2. In many patients whose incapacity has coincided with the illness that has caused them to come into hospital, their incapacity is clinically explicable by their physical illness. On recovery from their illness, they would be expected rapidly to recover their capacity. In this patient group, we are not making automatic applications.

3. Incapacitated patients who arrive at UHS accompanied by friends or relatives or associates should not have an automatic application for DOLS made, even if they pass the acid test threshold, providing their accompanying persons have no objection to the deprivation. But if any hint of disagreement or concern relating to deprivation of liberty emerges from either clinicians or relatives, an application for DOLS authorisation should be sought

All other unbefriended incapacitated patients MUST have an automatic authorisation if they pass the acid test in Cheshire.

As a consequence, in these intervening years, our monthly application rate for DOLS has varied between 15 and 35. We believe that patients whose liberty is under genuine threat have had applications made on their behalf, whilst the risks of a less considered approach has been avoided (See bulletin on Deprivation of liberty 2014).

A recent judgement has supported these arrangements. In the case of Maria Ferreira, a 45 year old lady with Down syndrome, who presented to an intensive care unit with pneumonia and pericarditis, the two High Court judges did not find that her presence in the intensive care, despite her lacking capacity and meeting the acid test, equated to a deprivation of liberty.

Finding that the consideration of living arrangements in Cheshire West were far removed from the context of the typical acute hospital, Gross LJ regarded the extension of the law in Cheshire West to intensive care and other hospital settings as “mechanistic, unwarranted and divorced from the mischief that Cheshire West was seeking to address”.

The judgment provides explicit support for our arrangements relating to prior consent for deprivation (group 1) and the contribution of accompanying persons to the decision (group 3).

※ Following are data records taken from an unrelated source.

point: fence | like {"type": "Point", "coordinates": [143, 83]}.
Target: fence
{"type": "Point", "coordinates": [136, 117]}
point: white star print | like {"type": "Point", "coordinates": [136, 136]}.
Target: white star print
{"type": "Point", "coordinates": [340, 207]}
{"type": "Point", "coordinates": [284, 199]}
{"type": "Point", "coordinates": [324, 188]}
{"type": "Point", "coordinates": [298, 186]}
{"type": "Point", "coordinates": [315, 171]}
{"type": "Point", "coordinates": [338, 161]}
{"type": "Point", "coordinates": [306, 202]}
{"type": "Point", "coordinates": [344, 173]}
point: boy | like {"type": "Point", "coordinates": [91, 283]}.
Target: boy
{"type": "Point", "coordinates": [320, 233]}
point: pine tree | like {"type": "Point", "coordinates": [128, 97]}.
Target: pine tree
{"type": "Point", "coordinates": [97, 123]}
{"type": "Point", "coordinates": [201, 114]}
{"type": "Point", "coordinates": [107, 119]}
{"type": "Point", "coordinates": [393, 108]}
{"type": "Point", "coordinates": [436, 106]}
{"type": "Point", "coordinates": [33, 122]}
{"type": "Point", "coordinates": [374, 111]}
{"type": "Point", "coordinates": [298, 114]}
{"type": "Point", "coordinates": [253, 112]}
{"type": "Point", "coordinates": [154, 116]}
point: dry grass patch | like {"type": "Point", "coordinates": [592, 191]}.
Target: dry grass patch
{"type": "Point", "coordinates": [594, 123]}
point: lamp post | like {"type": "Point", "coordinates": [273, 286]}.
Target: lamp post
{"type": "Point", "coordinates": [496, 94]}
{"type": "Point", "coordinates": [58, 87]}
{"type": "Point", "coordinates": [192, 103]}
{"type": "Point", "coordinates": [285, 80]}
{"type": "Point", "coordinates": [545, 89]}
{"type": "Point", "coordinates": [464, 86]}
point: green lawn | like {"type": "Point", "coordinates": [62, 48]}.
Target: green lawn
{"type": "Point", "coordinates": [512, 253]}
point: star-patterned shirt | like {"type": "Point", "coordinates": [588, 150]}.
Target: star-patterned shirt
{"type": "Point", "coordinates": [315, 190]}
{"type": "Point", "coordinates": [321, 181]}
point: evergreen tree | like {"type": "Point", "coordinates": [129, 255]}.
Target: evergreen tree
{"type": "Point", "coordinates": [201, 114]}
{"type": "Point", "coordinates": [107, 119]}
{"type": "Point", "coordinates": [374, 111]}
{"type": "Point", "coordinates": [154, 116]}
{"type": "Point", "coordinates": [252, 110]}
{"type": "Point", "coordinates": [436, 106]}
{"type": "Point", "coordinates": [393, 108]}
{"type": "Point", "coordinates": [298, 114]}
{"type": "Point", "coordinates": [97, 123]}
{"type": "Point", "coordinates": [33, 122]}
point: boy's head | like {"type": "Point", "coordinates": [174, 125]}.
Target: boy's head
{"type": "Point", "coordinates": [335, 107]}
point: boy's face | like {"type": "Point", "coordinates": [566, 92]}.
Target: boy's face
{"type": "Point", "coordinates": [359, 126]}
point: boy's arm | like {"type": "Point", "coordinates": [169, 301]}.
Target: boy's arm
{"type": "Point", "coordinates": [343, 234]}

The patients in group 2 are covered by legislation.

We already know that the Law Commission is due to report to Parliament early in 2017 with recommendations for wide-ranging reform of both the Mental Capacity Act 2005; and specifically, the DOLS mechanism. Both of these instruments have attracted widespread criticism.

In the future, it seems possible that clinicians treating incapacitated patients will be permitted to authorise their more prolonged detention in hospital, within limits. Whether this will be supervised by practitioners akin to Approved Mental Health Professionals remains to be seen.